Dans un nouvel article publié dans Applications en sciences végétales' Machine Learning in Plant Biology numéro spécial, l'auteur principal Laura Brenskelle et ses collègues ont utilisé un ensemble de données pré-annotées de haute qualité contenant 3000 espèces chacune de Prunus or Acer spécimens à tester la précision des annotations des volontaires de caractères phénologiques dans deux conditions différentes.
Dans le premier, les correcteurs se sont présentés en personne et ont reçu une séance de formation de 15 minutes ainsi qu'un manuel avec des illustrations et des exemples. Dans le second, les marqueurs ont utilisé la plateforme en ligne Notes de la nature et ont reçu le manuel d'instructions sans formation supplémentaire. Dans le deuxième cas, un spécimen nécessitait trois annotations et était attribué à l'annotation convenue par deux correcteurs. Les auteurs ont ensuite étudié l'influence de facteurs tels que les traits et les taxons notés, ainsi que l'expertise botanique, le niveau de carrière universitaire et la vitesse des correcteurs individuels.

Étonnamment, les résultats ont montré que l'expertise botanique, le niveau de carrière et la vitesse n'étaient pas des facteurs importants dans la précision des correcteurs.
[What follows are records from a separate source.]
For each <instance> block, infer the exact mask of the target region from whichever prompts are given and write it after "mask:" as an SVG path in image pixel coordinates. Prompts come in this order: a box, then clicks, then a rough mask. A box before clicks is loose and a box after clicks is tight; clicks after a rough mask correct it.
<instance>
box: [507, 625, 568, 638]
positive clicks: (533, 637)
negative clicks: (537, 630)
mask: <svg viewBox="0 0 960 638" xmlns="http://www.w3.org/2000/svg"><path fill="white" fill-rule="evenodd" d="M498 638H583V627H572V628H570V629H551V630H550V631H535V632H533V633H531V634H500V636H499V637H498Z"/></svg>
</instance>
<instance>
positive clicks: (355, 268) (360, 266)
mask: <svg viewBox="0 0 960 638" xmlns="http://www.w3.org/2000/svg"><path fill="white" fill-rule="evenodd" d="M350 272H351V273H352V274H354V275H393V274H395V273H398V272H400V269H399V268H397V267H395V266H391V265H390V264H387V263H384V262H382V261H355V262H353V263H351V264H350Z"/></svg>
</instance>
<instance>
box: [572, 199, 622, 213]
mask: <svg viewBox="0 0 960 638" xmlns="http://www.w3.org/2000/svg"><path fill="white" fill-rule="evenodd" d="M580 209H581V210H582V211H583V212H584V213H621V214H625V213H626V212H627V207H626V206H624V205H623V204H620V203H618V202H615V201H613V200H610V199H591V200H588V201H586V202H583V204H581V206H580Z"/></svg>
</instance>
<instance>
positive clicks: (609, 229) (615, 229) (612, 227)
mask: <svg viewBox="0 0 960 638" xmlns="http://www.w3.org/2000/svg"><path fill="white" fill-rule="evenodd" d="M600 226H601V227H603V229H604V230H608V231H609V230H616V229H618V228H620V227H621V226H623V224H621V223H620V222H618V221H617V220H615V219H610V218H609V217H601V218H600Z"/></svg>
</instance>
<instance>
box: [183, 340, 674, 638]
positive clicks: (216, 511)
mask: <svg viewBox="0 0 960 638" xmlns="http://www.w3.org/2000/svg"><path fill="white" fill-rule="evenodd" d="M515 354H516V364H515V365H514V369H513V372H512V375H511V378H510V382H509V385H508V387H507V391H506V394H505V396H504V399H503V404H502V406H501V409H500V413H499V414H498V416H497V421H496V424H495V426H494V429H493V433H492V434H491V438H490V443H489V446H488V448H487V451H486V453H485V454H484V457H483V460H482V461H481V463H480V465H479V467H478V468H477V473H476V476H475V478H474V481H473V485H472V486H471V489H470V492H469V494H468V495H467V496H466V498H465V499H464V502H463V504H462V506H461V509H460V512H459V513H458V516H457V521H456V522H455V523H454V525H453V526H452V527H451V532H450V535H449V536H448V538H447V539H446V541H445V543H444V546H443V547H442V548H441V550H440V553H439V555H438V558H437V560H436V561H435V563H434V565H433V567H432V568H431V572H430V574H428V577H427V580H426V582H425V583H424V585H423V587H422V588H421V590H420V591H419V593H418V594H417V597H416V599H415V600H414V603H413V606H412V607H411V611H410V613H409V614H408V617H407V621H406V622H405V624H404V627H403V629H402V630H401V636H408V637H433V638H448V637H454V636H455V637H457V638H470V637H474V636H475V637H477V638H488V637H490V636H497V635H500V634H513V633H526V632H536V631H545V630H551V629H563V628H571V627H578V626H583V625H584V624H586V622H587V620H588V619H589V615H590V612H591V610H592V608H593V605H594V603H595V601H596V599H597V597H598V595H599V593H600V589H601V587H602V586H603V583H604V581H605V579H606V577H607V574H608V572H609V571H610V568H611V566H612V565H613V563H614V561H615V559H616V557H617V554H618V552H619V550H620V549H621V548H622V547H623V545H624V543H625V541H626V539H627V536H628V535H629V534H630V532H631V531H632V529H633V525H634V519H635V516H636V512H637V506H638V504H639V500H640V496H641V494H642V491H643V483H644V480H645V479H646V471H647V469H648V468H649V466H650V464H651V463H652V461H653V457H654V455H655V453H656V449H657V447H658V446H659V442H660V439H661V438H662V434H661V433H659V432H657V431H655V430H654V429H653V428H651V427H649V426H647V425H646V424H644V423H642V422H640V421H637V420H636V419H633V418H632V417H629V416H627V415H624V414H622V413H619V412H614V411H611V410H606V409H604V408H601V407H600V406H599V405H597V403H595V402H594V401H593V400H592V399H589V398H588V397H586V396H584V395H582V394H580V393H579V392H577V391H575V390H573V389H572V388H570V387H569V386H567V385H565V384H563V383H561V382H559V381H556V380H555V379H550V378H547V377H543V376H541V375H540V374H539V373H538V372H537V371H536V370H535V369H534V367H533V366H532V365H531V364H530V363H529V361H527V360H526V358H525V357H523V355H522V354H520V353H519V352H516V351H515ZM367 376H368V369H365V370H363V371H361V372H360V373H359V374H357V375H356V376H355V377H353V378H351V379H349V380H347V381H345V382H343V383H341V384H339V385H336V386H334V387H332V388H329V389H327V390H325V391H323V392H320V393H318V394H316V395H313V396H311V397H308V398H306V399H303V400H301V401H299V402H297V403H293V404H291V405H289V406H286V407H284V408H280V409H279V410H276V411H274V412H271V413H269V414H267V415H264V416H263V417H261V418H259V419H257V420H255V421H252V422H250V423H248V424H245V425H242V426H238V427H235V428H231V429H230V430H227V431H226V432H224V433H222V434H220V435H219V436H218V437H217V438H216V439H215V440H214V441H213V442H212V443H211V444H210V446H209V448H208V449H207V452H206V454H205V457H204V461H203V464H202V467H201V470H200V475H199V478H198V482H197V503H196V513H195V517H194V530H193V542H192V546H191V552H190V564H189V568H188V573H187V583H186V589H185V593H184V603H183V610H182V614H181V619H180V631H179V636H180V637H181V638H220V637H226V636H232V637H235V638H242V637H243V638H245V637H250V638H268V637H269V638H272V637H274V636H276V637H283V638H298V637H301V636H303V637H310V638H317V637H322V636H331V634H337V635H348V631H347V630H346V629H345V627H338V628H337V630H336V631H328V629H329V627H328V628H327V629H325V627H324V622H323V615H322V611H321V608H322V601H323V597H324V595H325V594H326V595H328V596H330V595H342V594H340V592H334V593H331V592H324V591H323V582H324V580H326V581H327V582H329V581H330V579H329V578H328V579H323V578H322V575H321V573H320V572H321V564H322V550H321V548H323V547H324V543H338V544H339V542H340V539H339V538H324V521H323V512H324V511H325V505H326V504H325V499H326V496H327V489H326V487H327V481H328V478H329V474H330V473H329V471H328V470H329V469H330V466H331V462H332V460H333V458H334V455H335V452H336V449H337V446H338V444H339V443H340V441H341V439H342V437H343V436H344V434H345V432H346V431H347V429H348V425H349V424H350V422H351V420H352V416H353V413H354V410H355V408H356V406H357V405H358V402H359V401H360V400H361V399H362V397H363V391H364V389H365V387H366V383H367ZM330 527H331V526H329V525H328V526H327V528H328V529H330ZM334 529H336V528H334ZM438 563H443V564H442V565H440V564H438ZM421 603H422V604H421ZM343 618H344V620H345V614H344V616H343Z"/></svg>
Au lieu de cela, la précision était régie par les traits et les taxons notés, que la personne ait noté en personne ou en ligne, et l'individu lui-même… certaines personnes étaient simplement plus précises, quels que soient les autres facteurs. Dans l'ensemble, ceux qui apparaissaient en personne étaient beaucoup plus précis, bien que les deux groupes aient raisonnablement bien réussi. "Nous pensons que deux facteurs principaux peuvent avoir contribué au léger retard dans la précision des annotations en ligne : la formation et la qualité de l'image", explique Brenskelle, qui met l'accent sur les livrets de formation complets et la possibilité de zoomer sur les détails d'une image. Elle note également que la notation en triple a amélioré la précision en ligne de XNUMX %. "C'est une autre façon d'améliorer la précision des annotations en ligne, même si cela nécessite trois fois plus d'annotations terminées."
Bien que les traits notés dans cette étude soient simples, Brenskelle est convaincu que les volontaires peuvent être efficacement formés pour des tâches d'annotation plus complexes. « [L]es caractéristiques de cette étude étaient des annotations de présence/absence relativement simples. Il existe d'innombrables tâches d'annotation plus complexes qui pourraient intéresser les chercheurs, en particulier pour la phénologie des plantes. Je pense qu'avec une bonne formation des bénévoles, notre approche générale fonctionnerait pour des traits plus complexes », dit-elle. "Je pense que le plus grand défi que vous auriez à relever avec des traits plus complexes serait d'avoir des images qui montrent un niveau de détail approprié pour les choses que vous demandez aux volontaires de marquer. En dehors de ce défi, je pense que si vous développiez des manuels de formation avec des exemples visuels, cela permettrait aux volontaires de noter des traits plus complexes.